Rapat yang sedianya digelar sebagai fungsi pengawasan DPRD sekaligus tindak lanjut atas surat permohonan dari Koperasi Global Akses Sejahtera (GASS) ini, sedari awal mengundang dua Organisasi Perangkat Daerah (OPD), yakni Dinas Koperasi & UMKM serta Dinas Kominfotik.
Namun, hingga jarum jam menunjukkan pukul 11.30 WITA dan rapat resmi dibuka oleh Ketua Komisi I, Fadli Poha, kursi dari pihak Dinas Kominfotik tak kunjung terisi. Spontan, ketidakhadiran instansi yang membidangi komunikasi dan informatika ini memantik amarah dan rasa kecewa dari para legislator yang telah hadir.
ADVERTISEMENT

SCROLL TO RESUME CONTENT
Kekecewaan keras salah satunya datang dari Fikram Salilama. Anggota Dewan dari Fraksi Partai Golkar ini menyayangkan sikap Dinas Kominfotik yang terkesan menyepelekan undangan resmi lembaga perwakilan rakyat, padahal materi yang dibahas menyangkut hajat hidup masyarakat Gorontalo.
“Harusnya masalah-masalah krusial seperti ini Kominfotik bisa hadir, ini menyangkut urusan orang banyak. Karena itu saya minta RDP ini ditunda hingga pihak-pihak terkait bisa hadir,” tegas Fikram dengan nada kecewa.
Penegasan senada juga dilontarkan oleh Srikandi Partai Amanat Nasional (PAN), Kristina Femmy Udoki.

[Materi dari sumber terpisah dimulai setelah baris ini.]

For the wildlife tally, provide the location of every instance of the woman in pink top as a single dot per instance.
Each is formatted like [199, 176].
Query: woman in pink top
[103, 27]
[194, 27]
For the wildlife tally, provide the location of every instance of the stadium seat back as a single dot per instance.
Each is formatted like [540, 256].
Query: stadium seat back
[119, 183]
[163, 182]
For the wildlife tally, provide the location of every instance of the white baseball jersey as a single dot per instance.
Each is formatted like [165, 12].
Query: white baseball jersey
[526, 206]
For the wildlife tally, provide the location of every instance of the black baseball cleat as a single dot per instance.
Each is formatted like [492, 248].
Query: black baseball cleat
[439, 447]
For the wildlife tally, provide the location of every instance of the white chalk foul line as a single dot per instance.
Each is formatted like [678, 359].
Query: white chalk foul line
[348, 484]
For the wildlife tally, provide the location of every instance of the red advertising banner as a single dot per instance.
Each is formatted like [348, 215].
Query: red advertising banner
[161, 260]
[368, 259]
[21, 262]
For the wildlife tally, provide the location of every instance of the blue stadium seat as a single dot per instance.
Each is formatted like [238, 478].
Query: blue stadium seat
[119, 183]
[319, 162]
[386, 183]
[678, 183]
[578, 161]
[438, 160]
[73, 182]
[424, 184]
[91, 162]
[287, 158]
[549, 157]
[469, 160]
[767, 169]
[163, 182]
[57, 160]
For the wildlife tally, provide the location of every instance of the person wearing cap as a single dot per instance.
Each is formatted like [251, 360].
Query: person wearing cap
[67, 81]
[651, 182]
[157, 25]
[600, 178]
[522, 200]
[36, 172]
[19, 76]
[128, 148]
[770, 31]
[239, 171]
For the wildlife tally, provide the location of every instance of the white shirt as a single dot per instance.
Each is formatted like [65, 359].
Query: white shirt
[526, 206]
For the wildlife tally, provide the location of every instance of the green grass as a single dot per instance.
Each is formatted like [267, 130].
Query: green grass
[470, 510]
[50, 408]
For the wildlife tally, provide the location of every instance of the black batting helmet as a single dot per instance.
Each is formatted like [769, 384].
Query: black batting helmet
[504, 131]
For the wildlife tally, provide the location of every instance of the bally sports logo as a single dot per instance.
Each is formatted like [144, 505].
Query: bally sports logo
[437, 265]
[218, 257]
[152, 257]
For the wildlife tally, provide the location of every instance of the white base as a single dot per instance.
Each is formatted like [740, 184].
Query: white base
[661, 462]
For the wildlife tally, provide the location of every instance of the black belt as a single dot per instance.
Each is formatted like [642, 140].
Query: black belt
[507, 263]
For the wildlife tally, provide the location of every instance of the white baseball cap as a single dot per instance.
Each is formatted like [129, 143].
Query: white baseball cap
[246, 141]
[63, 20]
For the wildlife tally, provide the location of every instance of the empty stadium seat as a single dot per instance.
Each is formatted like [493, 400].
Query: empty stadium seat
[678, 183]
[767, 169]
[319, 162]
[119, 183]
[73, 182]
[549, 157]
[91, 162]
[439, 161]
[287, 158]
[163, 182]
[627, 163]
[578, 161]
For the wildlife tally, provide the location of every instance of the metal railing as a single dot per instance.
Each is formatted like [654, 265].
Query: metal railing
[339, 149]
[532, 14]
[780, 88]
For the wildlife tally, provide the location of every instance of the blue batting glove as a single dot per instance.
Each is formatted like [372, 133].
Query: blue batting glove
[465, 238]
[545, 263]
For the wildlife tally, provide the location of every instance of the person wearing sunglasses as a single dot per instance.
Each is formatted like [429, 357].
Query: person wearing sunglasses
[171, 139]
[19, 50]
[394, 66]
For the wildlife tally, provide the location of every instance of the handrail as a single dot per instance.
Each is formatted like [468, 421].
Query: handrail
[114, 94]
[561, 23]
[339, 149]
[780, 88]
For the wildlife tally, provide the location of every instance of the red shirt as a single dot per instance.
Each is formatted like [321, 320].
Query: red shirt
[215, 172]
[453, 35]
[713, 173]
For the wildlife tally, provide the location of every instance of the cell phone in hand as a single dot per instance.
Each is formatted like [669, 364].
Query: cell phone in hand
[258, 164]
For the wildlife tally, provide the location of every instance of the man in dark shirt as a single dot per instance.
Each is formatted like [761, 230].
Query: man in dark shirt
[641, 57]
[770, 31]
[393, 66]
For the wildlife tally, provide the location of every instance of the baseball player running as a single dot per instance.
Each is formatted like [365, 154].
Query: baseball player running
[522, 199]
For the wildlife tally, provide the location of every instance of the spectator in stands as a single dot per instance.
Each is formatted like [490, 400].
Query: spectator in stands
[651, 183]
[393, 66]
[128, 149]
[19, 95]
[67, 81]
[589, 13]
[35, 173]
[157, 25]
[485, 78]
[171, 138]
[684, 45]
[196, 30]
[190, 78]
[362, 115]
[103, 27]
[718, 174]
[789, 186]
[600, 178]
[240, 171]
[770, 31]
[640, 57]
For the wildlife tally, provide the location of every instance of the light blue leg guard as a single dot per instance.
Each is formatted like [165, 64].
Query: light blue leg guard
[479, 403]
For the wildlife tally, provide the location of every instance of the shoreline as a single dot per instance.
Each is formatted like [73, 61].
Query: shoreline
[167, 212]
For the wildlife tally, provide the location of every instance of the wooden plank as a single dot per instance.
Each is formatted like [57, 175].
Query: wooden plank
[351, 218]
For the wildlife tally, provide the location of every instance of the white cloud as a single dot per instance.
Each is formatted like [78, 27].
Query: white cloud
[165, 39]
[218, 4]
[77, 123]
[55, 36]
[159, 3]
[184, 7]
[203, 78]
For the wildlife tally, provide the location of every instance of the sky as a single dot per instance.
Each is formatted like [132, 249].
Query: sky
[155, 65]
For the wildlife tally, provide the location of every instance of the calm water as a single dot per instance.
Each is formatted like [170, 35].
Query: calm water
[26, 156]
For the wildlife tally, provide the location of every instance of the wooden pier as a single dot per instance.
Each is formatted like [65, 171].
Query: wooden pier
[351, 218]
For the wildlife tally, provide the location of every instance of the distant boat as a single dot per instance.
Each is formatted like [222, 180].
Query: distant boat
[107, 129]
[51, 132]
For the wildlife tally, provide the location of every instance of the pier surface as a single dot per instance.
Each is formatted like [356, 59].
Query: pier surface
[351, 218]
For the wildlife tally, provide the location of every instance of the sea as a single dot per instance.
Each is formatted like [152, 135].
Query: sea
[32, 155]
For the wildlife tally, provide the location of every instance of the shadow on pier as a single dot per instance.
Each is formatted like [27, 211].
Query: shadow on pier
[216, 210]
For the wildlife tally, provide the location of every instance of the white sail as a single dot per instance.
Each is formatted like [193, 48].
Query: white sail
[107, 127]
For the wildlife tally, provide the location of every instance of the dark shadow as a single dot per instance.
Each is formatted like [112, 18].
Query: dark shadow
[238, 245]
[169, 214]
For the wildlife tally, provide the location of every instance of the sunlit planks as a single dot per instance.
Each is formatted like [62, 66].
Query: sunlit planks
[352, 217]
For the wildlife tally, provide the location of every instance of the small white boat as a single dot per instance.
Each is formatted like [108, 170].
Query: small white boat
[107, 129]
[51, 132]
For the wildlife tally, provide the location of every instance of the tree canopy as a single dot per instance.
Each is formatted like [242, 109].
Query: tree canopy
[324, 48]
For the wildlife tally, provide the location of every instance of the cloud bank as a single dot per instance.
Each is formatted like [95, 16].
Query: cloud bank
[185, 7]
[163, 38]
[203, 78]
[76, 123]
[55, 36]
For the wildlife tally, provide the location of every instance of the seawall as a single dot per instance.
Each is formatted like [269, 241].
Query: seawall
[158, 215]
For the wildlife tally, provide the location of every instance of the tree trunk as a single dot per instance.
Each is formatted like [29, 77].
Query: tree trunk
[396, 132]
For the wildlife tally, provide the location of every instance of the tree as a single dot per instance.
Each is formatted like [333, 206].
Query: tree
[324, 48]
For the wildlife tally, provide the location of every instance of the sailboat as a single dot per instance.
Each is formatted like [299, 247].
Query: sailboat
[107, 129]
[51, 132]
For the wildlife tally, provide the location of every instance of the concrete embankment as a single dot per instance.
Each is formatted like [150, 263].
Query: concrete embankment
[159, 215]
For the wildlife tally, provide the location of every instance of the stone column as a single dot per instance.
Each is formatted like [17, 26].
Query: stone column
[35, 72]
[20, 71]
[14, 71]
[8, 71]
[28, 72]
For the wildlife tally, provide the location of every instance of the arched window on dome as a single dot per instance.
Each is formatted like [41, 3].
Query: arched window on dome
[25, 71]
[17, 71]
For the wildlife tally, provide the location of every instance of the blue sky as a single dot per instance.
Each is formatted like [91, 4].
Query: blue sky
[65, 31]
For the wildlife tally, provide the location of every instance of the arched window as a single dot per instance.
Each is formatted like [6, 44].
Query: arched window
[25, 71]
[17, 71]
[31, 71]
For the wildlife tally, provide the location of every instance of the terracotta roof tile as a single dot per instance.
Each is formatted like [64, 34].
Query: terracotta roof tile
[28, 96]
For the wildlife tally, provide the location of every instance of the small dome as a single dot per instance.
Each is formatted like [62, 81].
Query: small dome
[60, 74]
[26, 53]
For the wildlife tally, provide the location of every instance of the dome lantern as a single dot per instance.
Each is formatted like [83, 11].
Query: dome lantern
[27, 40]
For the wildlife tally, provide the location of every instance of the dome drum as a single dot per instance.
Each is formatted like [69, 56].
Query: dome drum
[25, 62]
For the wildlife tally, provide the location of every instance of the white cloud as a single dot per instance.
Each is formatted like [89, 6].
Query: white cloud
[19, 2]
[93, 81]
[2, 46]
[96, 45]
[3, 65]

Guna membuat pembahasan lebih komprehensif pada agenda berikutnya, Kristina meminta agar cakupan pihak yang diundang diperluas. Ia mengusulkan agar Badan Koordinasi Himpunan Mahasiswa Islam Sulawesi Utara-Gorontalo (BADKO HMI Sulutgo) turut dihadirkan, mengingat tuntutan yang mereka layangkan segaris dengan apa yang diperjuangkan oleh Koperasi GASS.
Tak hanya HMI, demi mengurai benang kusut masalah ini, pihak Telkom dan SIP juga diminta untuk wajib hadir pada RDP penjadwalan ulang yang diputuskan jatuh pada 2 Juni 2026 mendatang.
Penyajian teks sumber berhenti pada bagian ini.